= Eileen Greenwood =

English artist (1915-2008)

Eileen Constance Greenwood RE (26 May 1915 – 23 June 2008) was an English artist, printmaker, and art teacher, specializing in etching and aquatint. She is also rarely known by her maiden name of Eileen Messenger.

==Biography==
The daughter of Harold Messenger and Nellie Spackman, who had married the year before, she was born in London in 1915. She was educated at the Camden School for Girls and studied at the Royal College of Art from 1934 to 1937, the Courtauld Institute of Art and Goldsmiths' College. In 1935 she became an Associate in Design of the Royal College of Art.
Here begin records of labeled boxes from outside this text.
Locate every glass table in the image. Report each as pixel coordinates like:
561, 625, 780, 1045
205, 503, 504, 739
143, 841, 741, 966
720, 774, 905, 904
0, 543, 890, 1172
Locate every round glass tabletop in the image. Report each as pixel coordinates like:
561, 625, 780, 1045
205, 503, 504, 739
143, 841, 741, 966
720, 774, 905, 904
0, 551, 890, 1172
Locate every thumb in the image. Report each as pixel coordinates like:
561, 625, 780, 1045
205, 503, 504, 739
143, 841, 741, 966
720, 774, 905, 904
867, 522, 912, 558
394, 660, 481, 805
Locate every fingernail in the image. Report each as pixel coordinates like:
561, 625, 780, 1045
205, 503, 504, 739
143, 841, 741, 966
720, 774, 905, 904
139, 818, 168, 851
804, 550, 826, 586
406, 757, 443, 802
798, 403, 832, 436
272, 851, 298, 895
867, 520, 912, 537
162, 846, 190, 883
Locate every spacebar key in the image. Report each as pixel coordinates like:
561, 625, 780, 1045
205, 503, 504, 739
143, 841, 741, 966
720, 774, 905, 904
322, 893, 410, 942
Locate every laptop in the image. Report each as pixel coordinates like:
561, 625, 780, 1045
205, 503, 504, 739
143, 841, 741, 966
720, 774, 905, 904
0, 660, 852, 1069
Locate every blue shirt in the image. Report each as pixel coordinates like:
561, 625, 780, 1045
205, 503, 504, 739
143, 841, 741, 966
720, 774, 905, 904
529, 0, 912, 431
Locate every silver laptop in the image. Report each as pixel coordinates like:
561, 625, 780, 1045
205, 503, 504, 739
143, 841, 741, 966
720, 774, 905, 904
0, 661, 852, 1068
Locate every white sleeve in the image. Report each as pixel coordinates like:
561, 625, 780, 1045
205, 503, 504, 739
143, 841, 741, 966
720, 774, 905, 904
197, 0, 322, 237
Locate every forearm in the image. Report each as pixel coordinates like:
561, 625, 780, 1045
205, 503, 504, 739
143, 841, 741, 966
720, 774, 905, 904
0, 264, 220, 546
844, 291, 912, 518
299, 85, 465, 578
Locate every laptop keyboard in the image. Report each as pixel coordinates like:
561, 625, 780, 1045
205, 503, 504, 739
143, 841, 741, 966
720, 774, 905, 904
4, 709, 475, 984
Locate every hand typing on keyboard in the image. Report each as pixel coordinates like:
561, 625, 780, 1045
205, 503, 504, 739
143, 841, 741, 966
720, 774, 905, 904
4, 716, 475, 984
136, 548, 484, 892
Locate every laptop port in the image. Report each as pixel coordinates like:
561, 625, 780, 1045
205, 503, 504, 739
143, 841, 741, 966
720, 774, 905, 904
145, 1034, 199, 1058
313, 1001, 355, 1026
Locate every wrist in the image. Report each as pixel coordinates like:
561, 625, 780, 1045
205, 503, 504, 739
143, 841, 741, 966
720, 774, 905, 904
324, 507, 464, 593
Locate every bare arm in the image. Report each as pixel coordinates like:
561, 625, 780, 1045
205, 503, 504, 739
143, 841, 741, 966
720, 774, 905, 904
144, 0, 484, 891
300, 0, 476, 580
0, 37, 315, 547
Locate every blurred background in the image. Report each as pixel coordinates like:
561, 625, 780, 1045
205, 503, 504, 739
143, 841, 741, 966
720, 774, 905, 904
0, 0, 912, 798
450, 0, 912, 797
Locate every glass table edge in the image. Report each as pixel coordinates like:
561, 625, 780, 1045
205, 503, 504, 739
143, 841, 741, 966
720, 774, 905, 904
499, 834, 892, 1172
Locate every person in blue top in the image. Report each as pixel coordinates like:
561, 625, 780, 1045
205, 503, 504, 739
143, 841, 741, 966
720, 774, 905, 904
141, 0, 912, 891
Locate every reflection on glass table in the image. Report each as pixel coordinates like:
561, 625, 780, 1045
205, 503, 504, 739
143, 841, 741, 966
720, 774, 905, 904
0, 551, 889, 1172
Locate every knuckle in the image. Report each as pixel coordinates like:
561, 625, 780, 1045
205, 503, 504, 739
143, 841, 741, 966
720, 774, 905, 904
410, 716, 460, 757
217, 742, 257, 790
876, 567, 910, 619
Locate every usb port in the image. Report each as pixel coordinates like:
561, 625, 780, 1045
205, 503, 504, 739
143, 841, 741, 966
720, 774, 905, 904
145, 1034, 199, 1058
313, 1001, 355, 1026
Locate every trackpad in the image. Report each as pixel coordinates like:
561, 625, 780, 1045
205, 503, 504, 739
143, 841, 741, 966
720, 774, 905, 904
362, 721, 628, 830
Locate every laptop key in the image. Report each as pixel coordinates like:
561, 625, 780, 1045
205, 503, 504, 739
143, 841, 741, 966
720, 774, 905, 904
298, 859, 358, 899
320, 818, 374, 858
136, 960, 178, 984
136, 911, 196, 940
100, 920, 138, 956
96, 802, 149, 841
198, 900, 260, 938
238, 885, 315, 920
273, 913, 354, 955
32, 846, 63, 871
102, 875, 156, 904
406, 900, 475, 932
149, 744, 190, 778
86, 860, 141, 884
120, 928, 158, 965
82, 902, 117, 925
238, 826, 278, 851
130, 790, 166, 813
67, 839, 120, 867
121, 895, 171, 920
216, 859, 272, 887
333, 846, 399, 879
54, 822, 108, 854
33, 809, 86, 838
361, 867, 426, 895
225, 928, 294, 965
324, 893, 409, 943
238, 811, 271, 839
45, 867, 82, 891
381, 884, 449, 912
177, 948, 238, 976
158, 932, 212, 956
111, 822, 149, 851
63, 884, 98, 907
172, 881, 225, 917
In 1939 she married the artist Ernest Greenwood (1913–2009), later a long-serving president of the Royal Watercolour Society, and they had one daughter, Dorelia, born at Witney in 1943.

Greenwood was the founding Principal of the Sittingbourne College of Education, which was the first day-college for student teachers in Kent and was opened by Princess Marina.

Greenwood exhibited works at the Royal Academy, at the Royal Institute of Painters in Water Colours and with both the Society of Women Artists and the London Group, and she had many solo exhibitions around Britain. In 1953, The Studio reported on an exhibition in Kensington that "Eileen Greenwood's excursions in flowers and still life have extracted the exotic quality of Austrian flora with authority". In 1975 she was elected a Fellow of the Royal Society of Painter-Etchers and Engravers.

Greenwood's work is represented in collections in Europe, the US, and Australia.